Risk Assessment Framework

Having a risk assessment framework provides businesses with a 360-degree view of their supply chain to manage the risk from end-to-end. Organizations can draw up such a framework by:

  • Identifying different types of risks
  • Assessing risk severity
  • Prioritizing and segmenting risks that call for immediate action
  • Planning mitigation processes
  • Managing the planning process around either mitigation or contingency
  • Regularizing end-to-end risk assessment

What can Importers do to Mitigate Supplier Risk?

As an importer it is vital to have visibility over supply chain operations.
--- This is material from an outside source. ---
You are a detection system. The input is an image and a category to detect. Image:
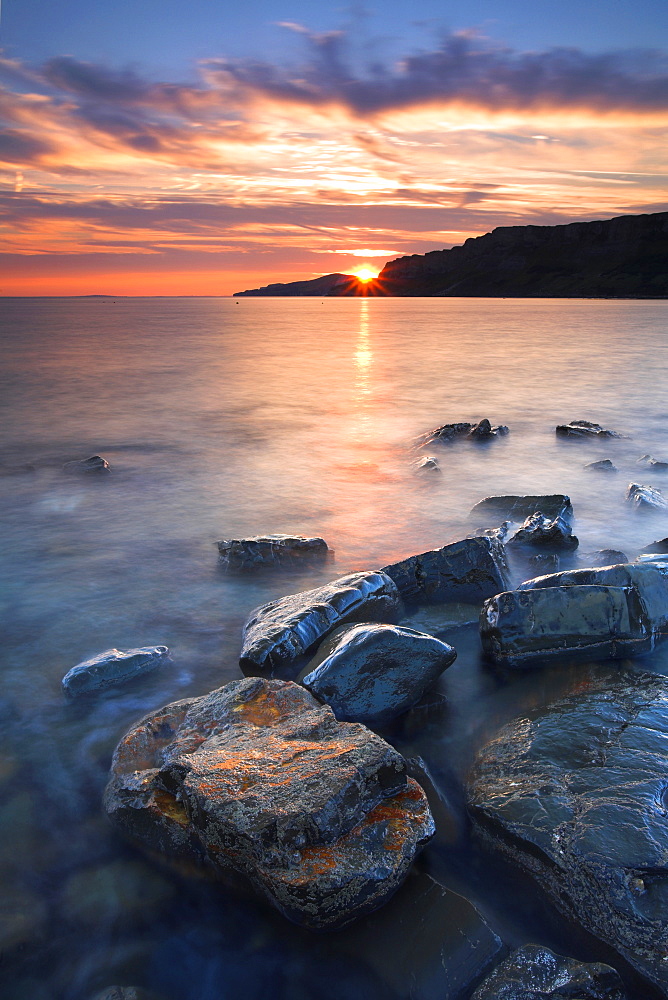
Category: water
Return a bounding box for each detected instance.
[0,299,668,1000]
This is the only way companies can effectively control their environment and proactively lower the incidence and severity of risk.

This can be done in two ways — by focusing on reducing risk or focusing on preparing back-up plans in the event of an unavoidable calamity due to natural disasters, political unrest, or global crises.

To reduce/eliminate risk companies can undertake:

  • Contract Planning: Leadership should require suppliers to provide details of their sourcing and offshoring agreements
  • Supplier Assessment: Organizations should ensure supply chain partners comply with relevant regulatory requirements
  • Close Ties with Suppliers: Keeping a close relationship with supply partners can help reduce many risks by fostering mutual trust and thereby improving productivity and efficiency
  • Offer Training: Businesses can further strengthen ties with suppliers by providing relevant training and ensuring relevant skill-set training of those involved in the supply chain

For situations when a set of risks cannot be mitigated, companies can undertake contingency

planning. This would require a focus on:

  • Disaster recovery planning
  • The maintenance of a list of alternative suppliers
  • Flexibility to find new suppliers
  • Flexibility to substitute products
  • Working with suppliers to recover from an emergency situation
  • Pausing operations

Embracing Tech in the New Normal

Companies can improve their risk management practices and bolster resilience in the new normal by focusing on implementing new supply chain technologies like AI and IoT to:

  • Improve visibility of relevant data: When smart tech collects information about weather patterns, traffic conditions and container transfers, it provides firms with a detailed oversight into supply chain visibility that improves efficiency and streamlines operations. This also help businesses predict the potential of a grave risk incident well in time and thereby help avert its occurrence
  • Enable real time tracking of shipments and storage conditions: Technologies like IoT enables companies to track products along the supply chain and provide vital information into possible inefficiencies that can be quickly corrected by shippers. Real time insights enable firms to gain speed and agility to pivot operations when required
  • Allocate resources to protect against vulnerabilities like fraud: Fraud Tracking using AI can introduce layers of security in every transaction thus shielding firms from the dangers of phishing and fraud

Using this risk assessment framework and mitigation techniques, you can predict and reduce the risk in your supply chain which will help you align your business better.